Constrained Convex Optimization

Consider the standard constrained optimization problem:

$\min_{x \in \chi} f(x)$

where $f$ is convex and $\chi$ is a convex constraint set.

Classical Projected Gradient Descent

The traditional projected gradient descent algorithm proceeds as:

$x_{k+1} = P_{\chi}(x_k - \eta \nabla f(x_k))$

where $P_{\chi}$ is the projection operator onto the constraint set $\chi$ , and $\eta$ is the step size.

The K-Skip Projection Idea

What if we could skip some projection steps and still maintain convergence? I explored this idea by developing k-skip projected gradient descent variants.

2-Step Skip Projection

Instead of projecting at every step, we take two gradient steps and then project:

$y_{k+1} = x_k - \eta_1 \nabla f(x_k)$
$x_{k+1} = P_{\chi}(y_{k+1} - \eta_2 \nabla f(y_{k+1}))$

3-Step Skip Projection

Extending this further, we can skip even more projection steps:

$y_{k+1} = x_k - \eta_1 \nabla f(x_k)$
$z_{k+1} = y_{k+1} - \eta_2 \nabla f(y_{k+1})$
$x_{k+1} = P_{\chi}(z_{k+1} - \eta_3 \nabla f(z_{k+1}))$

The key insight is that we're taking multiple gradient steps in the unconstrained space before projecting back to the feasible region.

Experimental Results

I implemented these methods and tested them on constrained quadratic optimization problems.

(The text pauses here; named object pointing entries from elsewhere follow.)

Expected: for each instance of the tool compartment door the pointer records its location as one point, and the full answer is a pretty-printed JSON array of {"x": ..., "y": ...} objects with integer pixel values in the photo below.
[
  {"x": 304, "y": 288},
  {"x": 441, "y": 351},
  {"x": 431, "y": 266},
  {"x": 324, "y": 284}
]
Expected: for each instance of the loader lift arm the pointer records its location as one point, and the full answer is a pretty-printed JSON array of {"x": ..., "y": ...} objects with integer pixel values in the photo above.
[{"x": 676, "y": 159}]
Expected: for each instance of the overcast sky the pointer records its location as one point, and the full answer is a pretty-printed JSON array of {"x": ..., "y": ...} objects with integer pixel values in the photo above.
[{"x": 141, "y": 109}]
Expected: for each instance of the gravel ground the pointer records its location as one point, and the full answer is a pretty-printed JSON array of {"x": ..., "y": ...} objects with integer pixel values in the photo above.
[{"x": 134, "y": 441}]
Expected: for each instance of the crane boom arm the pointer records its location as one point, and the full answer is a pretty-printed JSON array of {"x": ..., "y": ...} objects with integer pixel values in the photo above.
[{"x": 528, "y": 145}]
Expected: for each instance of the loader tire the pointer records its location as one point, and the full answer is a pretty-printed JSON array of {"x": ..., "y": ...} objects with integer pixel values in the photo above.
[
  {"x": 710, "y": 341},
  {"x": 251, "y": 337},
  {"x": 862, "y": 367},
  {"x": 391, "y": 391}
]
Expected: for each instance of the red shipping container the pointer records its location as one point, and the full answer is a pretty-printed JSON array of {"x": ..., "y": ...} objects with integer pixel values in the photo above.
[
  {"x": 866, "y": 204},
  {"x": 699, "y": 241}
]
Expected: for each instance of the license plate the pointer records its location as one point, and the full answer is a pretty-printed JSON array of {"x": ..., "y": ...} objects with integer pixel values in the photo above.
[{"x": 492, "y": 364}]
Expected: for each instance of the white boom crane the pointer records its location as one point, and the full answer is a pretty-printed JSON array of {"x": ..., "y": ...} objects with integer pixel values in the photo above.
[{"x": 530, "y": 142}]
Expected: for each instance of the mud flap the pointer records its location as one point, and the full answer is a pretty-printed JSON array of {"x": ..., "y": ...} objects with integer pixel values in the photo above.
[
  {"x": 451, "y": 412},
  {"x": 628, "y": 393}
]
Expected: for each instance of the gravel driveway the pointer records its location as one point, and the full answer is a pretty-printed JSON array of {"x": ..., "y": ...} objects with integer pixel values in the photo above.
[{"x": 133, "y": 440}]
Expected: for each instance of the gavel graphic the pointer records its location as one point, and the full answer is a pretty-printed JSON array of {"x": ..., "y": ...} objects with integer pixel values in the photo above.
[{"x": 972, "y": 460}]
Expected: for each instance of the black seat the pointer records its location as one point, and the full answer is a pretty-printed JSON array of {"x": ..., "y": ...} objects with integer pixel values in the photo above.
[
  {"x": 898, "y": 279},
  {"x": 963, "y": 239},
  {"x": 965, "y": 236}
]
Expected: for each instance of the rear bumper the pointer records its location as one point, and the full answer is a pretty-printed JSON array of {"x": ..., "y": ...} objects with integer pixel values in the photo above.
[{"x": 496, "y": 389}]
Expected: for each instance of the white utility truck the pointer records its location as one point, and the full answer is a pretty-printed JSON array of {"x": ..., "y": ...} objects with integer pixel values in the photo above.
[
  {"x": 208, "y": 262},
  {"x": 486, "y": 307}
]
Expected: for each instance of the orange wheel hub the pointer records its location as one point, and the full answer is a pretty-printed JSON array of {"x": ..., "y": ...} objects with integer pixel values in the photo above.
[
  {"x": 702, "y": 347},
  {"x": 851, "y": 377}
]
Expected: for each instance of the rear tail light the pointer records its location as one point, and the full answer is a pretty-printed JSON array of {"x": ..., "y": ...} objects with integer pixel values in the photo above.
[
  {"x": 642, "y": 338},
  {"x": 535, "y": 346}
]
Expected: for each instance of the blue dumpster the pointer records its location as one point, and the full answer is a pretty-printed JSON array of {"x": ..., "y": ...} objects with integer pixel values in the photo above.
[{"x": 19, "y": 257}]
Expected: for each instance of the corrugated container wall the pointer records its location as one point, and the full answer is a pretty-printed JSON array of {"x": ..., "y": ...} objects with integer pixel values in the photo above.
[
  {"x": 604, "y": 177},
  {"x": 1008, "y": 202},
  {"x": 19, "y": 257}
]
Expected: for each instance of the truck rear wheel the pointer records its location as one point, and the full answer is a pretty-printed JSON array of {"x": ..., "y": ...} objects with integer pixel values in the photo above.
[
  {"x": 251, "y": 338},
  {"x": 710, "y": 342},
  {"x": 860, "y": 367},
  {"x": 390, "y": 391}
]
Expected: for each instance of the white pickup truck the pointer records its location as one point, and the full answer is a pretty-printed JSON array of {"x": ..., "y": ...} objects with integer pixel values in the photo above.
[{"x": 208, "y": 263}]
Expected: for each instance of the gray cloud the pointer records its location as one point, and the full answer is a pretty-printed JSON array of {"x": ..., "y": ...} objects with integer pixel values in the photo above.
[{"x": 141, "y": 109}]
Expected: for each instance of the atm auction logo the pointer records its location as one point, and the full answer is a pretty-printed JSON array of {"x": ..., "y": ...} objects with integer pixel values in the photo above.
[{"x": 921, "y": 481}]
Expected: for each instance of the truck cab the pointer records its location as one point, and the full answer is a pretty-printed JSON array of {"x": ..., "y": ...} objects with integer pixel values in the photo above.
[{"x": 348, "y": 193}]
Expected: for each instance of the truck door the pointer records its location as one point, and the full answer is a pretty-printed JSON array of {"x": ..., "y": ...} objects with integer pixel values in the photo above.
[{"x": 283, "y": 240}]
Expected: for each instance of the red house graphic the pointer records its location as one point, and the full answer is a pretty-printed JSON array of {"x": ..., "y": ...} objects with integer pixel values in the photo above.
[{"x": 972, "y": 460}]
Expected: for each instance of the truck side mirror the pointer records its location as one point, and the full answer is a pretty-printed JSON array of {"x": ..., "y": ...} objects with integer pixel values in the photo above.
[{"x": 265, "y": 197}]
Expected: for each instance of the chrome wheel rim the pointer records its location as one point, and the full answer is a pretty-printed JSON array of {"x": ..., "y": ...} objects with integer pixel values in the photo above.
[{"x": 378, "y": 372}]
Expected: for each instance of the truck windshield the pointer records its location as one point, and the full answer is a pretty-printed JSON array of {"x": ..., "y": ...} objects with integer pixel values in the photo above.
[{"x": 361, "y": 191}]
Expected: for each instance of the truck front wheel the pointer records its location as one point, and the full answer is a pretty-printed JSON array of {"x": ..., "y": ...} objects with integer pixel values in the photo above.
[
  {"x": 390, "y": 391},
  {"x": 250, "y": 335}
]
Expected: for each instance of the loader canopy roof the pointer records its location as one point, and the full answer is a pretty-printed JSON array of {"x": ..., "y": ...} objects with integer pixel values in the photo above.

The results were quite interesting:

Error comparison of different k-skip methods

Key Observations

Improved One-Step Convergence: Methods with more skipping showed better convergence in the initial iterations
Different Convergence Points: Surprisingly, different k-skip algorithms converged to different points
Distance from Optimum: Higher skip orders tended to converge to points farther from the true optimal solution

Zoomed view of convergence behavior

This zoomed view reveals the subtle but important differences in where each method ultimately converges.

Two Extreme Cases

The analysis revealed two interesting extreme cases:

Standard Projected Gradient Descent (k=0): Projects at every step
Infinite-Step Look-Ahead: Would be equivalent to solving the unconstrained problem and then projecting once

The trade-off becomes clear: while skipping projections can improve initial convergence speed, it may lead to convergence to suboptimal points.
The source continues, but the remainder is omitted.